En cuanto a otros temas, no tuve oportunidad de comentar Frozen 2, pero déjenme decirles que fue una buena animación que se desaprovechó por un argumento que avergonzaría a la primera. Tenían tanto por hacer. Lo bueno de todo esto es que, incluso si Hans hubiese estado en escenas significativas, me habría valido, yo seguiré haciendo Helsa ja,ja. Por eso les invito a mi reciente publicado fic "Mágico destino", y a todo lo que publique (tengo ideas postFrozen2, pero deberán esperar a que termine con lo que tengo).

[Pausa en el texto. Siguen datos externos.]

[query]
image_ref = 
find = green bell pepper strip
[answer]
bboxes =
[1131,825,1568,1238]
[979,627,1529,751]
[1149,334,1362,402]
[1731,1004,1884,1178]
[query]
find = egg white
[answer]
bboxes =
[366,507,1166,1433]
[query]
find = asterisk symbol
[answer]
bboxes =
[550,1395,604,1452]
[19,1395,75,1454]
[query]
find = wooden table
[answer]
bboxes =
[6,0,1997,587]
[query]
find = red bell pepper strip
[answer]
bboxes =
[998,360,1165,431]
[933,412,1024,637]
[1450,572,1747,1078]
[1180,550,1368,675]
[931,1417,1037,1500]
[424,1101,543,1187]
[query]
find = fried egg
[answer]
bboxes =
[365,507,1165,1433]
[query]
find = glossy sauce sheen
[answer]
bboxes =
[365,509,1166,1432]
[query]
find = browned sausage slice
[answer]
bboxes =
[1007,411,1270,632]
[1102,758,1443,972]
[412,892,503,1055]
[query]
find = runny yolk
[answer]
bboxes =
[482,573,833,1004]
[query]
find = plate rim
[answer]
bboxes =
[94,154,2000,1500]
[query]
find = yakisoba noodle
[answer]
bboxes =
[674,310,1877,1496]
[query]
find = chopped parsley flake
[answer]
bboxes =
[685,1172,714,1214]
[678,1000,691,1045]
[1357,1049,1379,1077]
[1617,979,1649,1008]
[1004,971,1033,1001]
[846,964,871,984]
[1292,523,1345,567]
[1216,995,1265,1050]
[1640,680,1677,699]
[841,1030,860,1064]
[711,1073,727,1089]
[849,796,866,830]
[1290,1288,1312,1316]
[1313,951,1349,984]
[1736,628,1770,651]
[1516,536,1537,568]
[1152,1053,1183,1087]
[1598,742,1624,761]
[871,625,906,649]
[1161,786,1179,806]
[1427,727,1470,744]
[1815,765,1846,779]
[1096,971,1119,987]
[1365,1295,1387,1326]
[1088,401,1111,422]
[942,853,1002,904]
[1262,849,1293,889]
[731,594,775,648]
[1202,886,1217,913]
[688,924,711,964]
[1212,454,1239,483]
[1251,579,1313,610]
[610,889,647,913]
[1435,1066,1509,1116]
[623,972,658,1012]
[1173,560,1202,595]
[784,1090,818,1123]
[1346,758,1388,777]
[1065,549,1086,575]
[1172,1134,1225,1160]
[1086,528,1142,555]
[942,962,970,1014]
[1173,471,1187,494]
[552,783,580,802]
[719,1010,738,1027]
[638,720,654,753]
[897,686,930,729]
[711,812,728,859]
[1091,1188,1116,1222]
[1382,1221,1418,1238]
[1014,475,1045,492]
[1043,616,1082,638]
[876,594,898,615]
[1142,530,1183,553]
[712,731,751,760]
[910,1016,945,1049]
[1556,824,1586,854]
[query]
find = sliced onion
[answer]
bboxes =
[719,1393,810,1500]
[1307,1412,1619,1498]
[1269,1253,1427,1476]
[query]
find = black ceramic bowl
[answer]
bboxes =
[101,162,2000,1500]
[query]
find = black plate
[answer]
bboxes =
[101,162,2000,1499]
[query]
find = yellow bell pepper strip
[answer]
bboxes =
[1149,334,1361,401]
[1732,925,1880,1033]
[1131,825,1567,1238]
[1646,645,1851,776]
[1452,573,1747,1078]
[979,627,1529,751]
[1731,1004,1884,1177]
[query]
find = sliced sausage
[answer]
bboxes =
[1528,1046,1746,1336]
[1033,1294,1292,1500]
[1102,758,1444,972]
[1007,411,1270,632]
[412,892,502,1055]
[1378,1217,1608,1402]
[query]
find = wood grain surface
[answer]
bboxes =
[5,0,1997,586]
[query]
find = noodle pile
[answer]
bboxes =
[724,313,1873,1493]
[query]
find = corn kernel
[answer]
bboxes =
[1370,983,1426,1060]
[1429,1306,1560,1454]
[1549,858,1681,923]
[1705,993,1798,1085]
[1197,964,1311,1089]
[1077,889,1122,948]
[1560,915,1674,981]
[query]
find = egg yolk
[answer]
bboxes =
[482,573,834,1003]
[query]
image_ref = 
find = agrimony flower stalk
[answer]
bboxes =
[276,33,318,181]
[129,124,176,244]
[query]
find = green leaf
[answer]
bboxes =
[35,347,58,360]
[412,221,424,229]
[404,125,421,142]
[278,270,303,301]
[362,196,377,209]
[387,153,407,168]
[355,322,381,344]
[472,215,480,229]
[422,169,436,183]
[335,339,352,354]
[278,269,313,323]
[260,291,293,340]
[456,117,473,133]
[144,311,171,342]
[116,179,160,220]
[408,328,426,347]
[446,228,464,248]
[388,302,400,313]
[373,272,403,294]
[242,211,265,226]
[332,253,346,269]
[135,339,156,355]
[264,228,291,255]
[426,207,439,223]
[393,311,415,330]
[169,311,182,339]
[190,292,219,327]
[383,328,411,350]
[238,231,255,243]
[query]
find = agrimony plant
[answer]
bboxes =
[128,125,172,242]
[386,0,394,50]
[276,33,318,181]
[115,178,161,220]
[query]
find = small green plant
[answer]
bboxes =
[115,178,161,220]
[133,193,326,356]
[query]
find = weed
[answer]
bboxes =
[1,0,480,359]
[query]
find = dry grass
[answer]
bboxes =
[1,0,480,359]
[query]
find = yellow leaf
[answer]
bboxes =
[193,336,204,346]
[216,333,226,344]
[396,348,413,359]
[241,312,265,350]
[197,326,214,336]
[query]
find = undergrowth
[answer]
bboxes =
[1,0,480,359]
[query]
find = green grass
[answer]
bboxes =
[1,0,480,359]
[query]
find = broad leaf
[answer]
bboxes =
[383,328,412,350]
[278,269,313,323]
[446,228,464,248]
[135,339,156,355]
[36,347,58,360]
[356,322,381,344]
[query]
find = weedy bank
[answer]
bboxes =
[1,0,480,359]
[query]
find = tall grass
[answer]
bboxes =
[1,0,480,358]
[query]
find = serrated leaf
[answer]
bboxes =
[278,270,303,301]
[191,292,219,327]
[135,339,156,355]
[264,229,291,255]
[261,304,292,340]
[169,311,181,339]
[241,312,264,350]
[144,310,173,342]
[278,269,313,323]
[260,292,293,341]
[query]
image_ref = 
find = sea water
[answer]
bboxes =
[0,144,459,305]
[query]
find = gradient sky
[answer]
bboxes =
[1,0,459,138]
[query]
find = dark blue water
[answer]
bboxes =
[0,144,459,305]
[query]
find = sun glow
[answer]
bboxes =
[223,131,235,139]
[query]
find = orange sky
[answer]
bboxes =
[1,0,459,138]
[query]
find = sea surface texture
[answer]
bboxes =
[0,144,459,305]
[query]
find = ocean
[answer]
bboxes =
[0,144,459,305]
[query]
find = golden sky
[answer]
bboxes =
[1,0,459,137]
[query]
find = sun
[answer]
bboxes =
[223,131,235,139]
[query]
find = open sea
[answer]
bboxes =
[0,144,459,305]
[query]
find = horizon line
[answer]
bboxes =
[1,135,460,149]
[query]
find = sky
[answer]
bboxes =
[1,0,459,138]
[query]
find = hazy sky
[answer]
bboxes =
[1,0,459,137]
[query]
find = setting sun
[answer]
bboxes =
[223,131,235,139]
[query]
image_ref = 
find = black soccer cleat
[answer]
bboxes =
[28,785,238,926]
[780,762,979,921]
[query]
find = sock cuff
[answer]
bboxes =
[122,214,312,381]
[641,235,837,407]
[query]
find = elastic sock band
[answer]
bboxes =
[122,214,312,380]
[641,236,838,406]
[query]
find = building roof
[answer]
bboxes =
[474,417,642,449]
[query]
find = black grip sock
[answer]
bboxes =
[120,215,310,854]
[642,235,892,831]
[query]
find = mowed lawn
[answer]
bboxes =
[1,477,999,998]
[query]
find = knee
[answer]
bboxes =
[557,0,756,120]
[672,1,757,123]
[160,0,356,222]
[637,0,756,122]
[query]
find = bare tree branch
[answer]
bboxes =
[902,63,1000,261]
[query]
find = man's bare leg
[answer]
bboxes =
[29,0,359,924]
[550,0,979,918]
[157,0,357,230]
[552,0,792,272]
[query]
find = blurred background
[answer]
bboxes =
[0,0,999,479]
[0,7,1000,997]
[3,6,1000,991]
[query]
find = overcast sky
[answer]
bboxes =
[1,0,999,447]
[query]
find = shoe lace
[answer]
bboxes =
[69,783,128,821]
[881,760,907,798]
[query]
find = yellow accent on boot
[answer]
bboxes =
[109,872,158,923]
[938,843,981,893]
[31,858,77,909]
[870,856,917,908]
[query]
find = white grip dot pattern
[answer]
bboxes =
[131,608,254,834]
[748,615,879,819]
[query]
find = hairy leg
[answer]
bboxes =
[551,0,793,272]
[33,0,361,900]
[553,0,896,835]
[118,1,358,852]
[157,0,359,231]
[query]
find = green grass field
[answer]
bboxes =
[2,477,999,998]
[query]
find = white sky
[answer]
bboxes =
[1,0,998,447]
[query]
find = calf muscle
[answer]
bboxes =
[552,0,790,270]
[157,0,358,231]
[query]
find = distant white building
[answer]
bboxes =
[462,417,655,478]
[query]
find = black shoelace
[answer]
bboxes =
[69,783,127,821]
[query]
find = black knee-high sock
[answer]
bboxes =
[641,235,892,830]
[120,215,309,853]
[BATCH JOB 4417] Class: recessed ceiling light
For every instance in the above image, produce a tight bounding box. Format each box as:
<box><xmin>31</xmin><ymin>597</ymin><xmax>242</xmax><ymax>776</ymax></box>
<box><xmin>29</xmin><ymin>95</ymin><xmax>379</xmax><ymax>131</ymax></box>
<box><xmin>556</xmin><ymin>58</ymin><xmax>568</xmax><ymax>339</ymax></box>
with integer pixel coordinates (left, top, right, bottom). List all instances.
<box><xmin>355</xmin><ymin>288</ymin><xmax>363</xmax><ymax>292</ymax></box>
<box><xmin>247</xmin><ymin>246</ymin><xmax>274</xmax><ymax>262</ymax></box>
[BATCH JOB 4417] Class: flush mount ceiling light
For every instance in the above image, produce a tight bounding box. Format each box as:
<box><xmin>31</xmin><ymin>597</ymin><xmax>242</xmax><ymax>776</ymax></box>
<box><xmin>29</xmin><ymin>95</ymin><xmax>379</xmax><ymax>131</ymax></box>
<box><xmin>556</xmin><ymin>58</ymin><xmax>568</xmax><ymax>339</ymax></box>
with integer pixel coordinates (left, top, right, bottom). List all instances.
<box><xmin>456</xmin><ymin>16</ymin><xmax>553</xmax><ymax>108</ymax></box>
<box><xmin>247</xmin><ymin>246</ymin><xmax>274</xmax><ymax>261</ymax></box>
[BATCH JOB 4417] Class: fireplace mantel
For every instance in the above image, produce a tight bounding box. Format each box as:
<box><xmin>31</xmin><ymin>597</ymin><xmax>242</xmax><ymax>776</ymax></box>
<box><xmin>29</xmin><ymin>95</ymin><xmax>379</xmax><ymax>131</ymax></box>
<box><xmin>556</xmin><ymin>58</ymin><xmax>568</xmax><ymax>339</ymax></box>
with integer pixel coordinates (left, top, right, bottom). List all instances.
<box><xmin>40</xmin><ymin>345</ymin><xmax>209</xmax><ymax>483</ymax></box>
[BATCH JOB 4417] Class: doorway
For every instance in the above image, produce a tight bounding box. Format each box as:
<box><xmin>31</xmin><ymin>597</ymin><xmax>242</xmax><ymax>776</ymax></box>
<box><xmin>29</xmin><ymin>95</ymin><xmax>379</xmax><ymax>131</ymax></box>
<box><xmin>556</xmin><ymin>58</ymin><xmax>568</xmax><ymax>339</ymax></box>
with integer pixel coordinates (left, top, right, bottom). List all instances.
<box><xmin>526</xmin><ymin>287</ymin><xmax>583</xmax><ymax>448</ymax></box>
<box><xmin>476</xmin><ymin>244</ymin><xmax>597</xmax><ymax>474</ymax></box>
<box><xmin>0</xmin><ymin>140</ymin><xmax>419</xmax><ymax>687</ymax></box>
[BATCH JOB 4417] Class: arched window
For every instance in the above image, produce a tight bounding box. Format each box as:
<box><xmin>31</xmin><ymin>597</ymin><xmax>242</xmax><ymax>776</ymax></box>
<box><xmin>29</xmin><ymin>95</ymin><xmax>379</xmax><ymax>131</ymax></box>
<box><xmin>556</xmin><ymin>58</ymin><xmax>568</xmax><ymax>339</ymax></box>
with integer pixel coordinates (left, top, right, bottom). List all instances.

En fin, trataré de publicar el próximo capítulo en febrero. ¡Gracias por detener su día para leerme!

Besos, Karo.


Guest1: #Dontworrybehappy. Ja,ja, todo lo relacionado con Anna es preocupante, saldrá con algo tarde o temprano; pobre Elsa, lidiar con ella. / Y me tientas mucho con la idea del periódico (de hecho, he recordado que en mi fic "Al rescate de una dama", lo mencioné con brevedad sobre la familia de Hans), pero, independiente de eso, Elsa sí sabe que la relación que tiene con su hermana no es buena (tóxica para nuestra actualidad), lo malo es que en este punto no se ha decidido a hacer algo al respecto. / Lo de ella con América es un sueño, ya que por ahora permanece en su ambiente enfermizo donde le vale cacahuate a todos.

Guest2: :( Elsa no pudo irse unos días a América, necesito que la distancia les haga extrañarse un poco.